Background:
Team is building a large REST-based web application using Angular and the @ngrx library for state management.
We wish to model entities from the server as TypeScript classes. These may be: accounts, users etc
This achieves:
fullName
The uncertainty lies in when, during the application's timeline, to initialise the model, calling: new Account(accountResponse)
.
Conventional logic suggests to do this as early as possible, in a service along side the logic to retrieve the accounts (be it from a cache, server response, etc).
this.apiService.fetch(AccountService.URL)
.map(accounts => accounts.map((a: AccountResponse) => new Account(a)));
This method is invoked by an ngrx effect, then following a successful response, the Account objects are added to the store by the reducer.
This works, however... ngrx / redux "best practice" states only plain objects and primitives should be kept in the store, for ease of serialisation among other reasons.
To adhere to this advice, initialising the Account object must happen much further down the line. Either in individual components, in a state selector, or generally wherever an account is used.
This doesn't make sense to me, as the raw account response objects are being passed around the application, somewhat defeating the point of wrapping them in a model in the first place.
The application is structurally similar to @ngrx/example book app which, given its simplicity, does not wrap the server responses in model objects.
Questions:
What are the detrimental effects of keeping initialised classes in the store (besides serialisability)?

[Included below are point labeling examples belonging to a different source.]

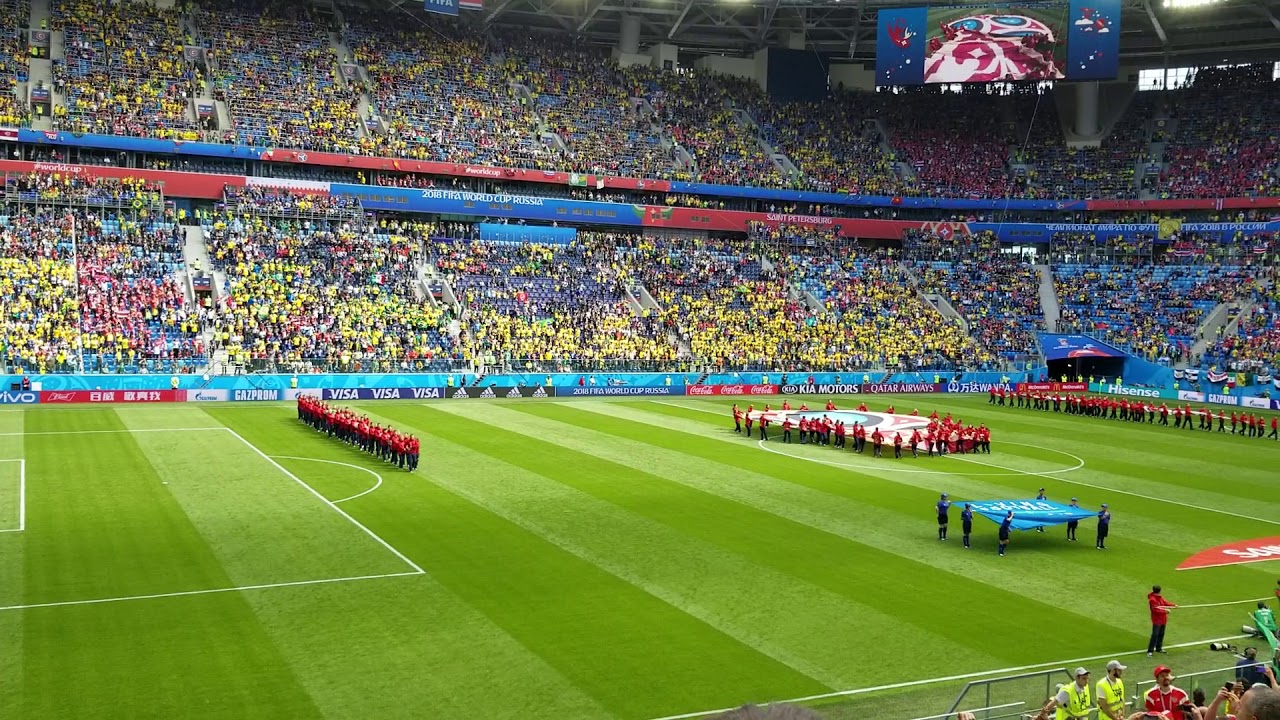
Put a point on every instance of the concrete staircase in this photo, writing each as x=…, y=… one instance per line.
x=1048, y=297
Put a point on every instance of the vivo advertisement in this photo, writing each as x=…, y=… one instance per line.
x=997, y=44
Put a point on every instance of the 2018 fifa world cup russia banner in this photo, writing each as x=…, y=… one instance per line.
x=997, y=44
x=1029, y=513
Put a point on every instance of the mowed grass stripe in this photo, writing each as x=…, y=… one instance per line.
x=963, y=481
x=103, y=525
x=502, y=673
x=631, y=652
x=1202, y=458
x=696, y=577
x=1203, y=492
x=407, y=646
x=12, y=570
x=261, y=524
x=840, y=565
x=859, y=520
x=1046, y=555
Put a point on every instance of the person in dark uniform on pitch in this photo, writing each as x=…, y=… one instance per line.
x=942, y=507
x=1104, y=525
x=1041, y=496
x=1005, y=527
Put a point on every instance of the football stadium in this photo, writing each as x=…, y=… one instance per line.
x=640, y=359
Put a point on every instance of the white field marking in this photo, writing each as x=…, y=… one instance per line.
x=113, y=432
x=22, y=496
x=947, y=679
x=1217, y=604
x=892, y=469
x=327, y=501
x=215, y=591
x=965, y=459
x=378, y=484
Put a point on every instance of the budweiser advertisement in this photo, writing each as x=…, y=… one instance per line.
x=113, y=396
x=1052, y=387
x=1234, y=554
x=732, y=390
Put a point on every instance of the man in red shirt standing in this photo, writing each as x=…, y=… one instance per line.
x=1168, y=701
x=1159, y=620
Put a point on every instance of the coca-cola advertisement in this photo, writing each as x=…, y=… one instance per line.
x=734, y=390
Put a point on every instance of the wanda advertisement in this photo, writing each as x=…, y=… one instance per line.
x=732, y=390
x=113, y=396
x=1052, y=387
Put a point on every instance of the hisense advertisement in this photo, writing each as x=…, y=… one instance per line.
x=997, y=44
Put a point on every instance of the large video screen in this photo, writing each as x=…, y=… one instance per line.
x=999, y=44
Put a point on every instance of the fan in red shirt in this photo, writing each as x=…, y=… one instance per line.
x=1166, y=700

If only plain objects are to be kept in the store, where in the flow of data through the app are model class
es best initialised?
The easiest way to work with ngrx is to see it like a database, not just a javascript shared object cache. You would not store javascript helpers in the database, same for ngrx.
You can either stop using model functions and instead use utility methods when needed, or you can wrap the selector results using an observable operator. Something like state.pipe(select(mySelector), myWrapFunction)
though you will end up re-creating your wrapper every time.